Commonly referred to as the "Bush tax cuts," the Jobs and Growth Tax Relief Reconciliation Act of 2003 cut taxes on personal income, the estate tax, dividends, and capital gains- with a sunset provision for the tax cuts to expire at the end of 2010. As December 31st looms closer, the debate over whether or not to extend the Bush-era tax cuts is heating up.

While the politicians on Capitol Hill seem to agree that most of the tax cuts should be extended, those cuts for people making more than $250,000 are the subject of a vigorous economic and moral debate. Republicans generally seem to support extending all of the tax cuts, while Democrats want to allow "tax cuts for the wealthy" to expire.

President Obama argued that higher income taxpayers "are folks who are less likely to spend the money, which is why economists don't think tax breaks for the wealthy would do much to boost the economy," but two opinion columnists at Forbes rebut this position, claiming that this focuses too narrowly on the role of consumer spending in stimulating economic growth. Saving, they argue is good for the economy, because saving is really investing, which drives sustainable economic growth by funding profitable enterprises.

And while Republicans also argue that allowing these tax cuts to expire will hurt successful small business owners and prevent them from creating more jobs, Democrats are saying that most small business owners won't be affected by the expiration, because only 3% of small business owners make more than $250,000 a year. President Obama suggests that the money should be used to pay down the deficit instead of funneled to the wealthy.

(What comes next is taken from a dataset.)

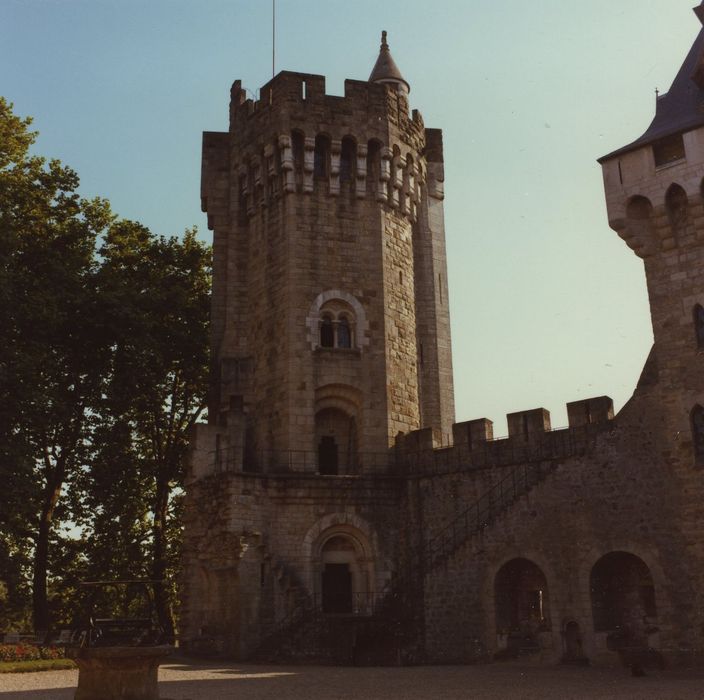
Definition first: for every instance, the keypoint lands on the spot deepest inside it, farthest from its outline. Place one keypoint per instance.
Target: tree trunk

Another Democratic alternative to making the tax cuts permanent for the top 2% of earners has been submitted by Sen. Mark Warner (D-VA), who wants to allow the tax cuts for top wage earners to expire, but instead of taking that money out of the economy to pay down the deficit, funnel it into even more tax cuts for small businesses.

It's important to note, however, that Warner's plan sounds less like a tax cut and more like a subsidy. Any kind of tax relief that is "targeted" like Warner wants, instead of across-the-board, is a lot more like the government deciding winners and losers than it is the government simply taking less of our money.

So what do most Americans think?

A recent Gallup poll shows that the majority of Americans favor letting the tax cuts for the wealthy expire while keeping the rest of the tax cuts permanent. While 37% want to keep the tax cuts in place just like they are now, 44% want to keep the tax cuts for anyone earning less than $250,000 while allowing the rest to expire. Beyond that, 15% of Americans want all of the tax cuts to expire for all taxpayers. That makes 59% of Americans who don't believe the top earners should receive continued tax relief.

And what do the economists think?

CNN reports that most economists side with the 37% of Americans who believe the tax cuts should remain just as they are for everyone. In fact, of the 31 leading economists surveyed, 18 believed that extending "the Bush tax cuts" for all taxpayers of every income level is the single most important thing Congress can do to help the economy.